Nous, Marine COCHARD , Juge au tribunal judiciaire d’Orléans, assistée de Maxime PLANCHENAULT, greffier, statuant en audience publique, à l’Etablissement Public de Santé Mentale du Loiret Georges DAUMEZON à FLEURY LES AUBRAIS.
Il a été procédé au débat contradictoire prévu par les articles L 3211-12-2 du code de la santé publique.
Le Juge a avisé les parties que la décision sera rendue dans l’après-midi.
MOTIFS DE L’ORDONNANCE
L’hospitalisation sans son consentement d’une personne atteinte de troubles mentaux doit respecter le principe, résultant de l’article 66 de la Constitution, selon lequel la liberté individuelle ne saurait être entravée par une rigueur qui ne soit pas nécessaire (Conseil Constitutionnel, décision 2010/71 QPC du 26 novembre 2010). La protection de la liberté individuelle peut notamment trouver sa limite dans la protection de la sécurité de la personne objet des soins et des tiers auquel elle pourrait porter atteinte.

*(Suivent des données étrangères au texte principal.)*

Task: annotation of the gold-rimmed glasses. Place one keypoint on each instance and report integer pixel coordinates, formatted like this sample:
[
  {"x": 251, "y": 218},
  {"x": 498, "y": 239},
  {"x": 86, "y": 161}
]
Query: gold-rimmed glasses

Selon l’article L. 3212-1 du code de la santé publique, une personne atteinte de troubles mentaux ne peut être admise en soins psychiatriques sans son consentement sur la décision du directeur d’un établissement psychiatrique que si :
1° ses troubles rendent impossible son consentement ;
2° son état impose des soins immédiats assortis soit d’une surveillance médicale constante justifiant une hospitalisation complète, soit d’une surveillance médicale régulière justifiant une prise en charge sous une autre forme.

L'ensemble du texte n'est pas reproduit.